Three poems by Adam Houle

Adam Houle

Adam Houle

Adam Houle is the author of Stray (Lithic Press 2017), a finalist for the Colorado Book Award. His poems have appeared in AGNI, Shenandoah, Baltimore Review, and elsewhere. He lives in South Carolina, where he is an assistant professor of English at Francis Marion University.
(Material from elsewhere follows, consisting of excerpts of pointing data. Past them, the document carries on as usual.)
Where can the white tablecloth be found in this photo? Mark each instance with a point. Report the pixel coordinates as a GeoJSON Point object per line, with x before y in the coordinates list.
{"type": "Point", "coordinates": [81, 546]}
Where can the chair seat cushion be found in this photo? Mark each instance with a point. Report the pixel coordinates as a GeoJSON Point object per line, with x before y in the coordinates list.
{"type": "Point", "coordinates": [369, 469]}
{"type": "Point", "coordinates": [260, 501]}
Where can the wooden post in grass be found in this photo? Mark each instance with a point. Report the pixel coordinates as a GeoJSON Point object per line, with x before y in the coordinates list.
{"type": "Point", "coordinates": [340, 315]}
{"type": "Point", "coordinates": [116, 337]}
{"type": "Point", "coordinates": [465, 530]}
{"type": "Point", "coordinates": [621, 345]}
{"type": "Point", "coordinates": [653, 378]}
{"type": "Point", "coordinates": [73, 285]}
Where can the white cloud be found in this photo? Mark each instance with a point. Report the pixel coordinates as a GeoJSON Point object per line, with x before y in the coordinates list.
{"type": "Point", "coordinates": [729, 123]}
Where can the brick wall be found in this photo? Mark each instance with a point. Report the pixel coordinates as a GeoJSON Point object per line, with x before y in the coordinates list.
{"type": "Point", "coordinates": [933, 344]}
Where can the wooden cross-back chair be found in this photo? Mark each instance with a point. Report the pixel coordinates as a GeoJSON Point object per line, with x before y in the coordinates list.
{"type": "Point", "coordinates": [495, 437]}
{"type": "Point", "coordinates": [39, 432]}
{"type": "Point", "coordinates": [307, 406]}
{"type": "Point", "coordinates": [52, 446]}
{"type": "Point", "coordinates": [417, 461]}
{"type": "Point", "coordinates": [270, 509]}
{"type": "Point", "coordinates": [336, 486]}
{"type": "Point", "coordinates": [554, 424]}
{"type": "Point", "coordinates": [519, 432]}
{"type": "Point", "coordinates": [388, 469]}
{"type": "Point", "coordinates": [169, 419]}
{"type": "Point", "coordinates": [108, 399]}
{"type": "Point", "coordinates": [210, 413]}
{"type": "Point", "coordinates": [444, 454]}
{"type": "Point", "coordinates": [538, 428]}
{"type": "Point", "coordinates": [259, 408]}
Seeing Men on a Neighbor's Lawn

That the men are waiting
for shingles in the shade
of a Bradford pear
 
tree is not clear
until a loaded truck rumbles up
and the sullen loafers
 
spritely disappear   
replaced by elf-like selves
by roofers
 
tossing stacks of flashing
then aloft on metal ladders
mouths like pouches filled with nails.

 

 

 

Grave Preparation

In the sure heat of a dying farm
staked with dappling shade trees
a man strains at an adequate hole
 
and lines the grave with river stone.
Mottled cows watch from the mud tank
their bedding-wrapped heeler laid down.
 
The man tamps the dirt back in place.
To stymie the coyotes he piles a cairn—
a necessity and not a nod to memory.
 
Nothing reflects in the cows' wet eyes.
The dog had a job, and the job is done.
The man's too. The shovel he cradles home.

 

 

 

The First Night of Spring in the Gunflint Range

So damn damp, the spitting sleet
that pelts then glazes all the roads.
Take this frozen pond of a parking lot,
the gas pumps an aviary of grounded
birds with long necks, beaks ice-slick,
sleek as the glossy magazine bodies  
racked inside the empty, well-lit station.
He mops the day's boot grime, treads
kicked of slush and road salt, floors
buffed until they flush a dancehall
shine. Admires his work and grows bored,
thumbs the well-thumbed pages
looking for someone to look back. Looking
for some tune in the endless fluorescent hum.
Third shift, a study in discord that turns
more lonesome in each blast of wind
hauling its deep freeze across the foothills.
Temperatures drop and keep dropping.
The lone trucker hunkered up an hour
ago. His sleeper's cab a nest of sleeping
bags, Guns 'n' Roses, porno. Someone,
the kid thinks, should slash the truck's tires
before morning, or he'll be left nothing
but the snow-chains' hard bite in fresh snow.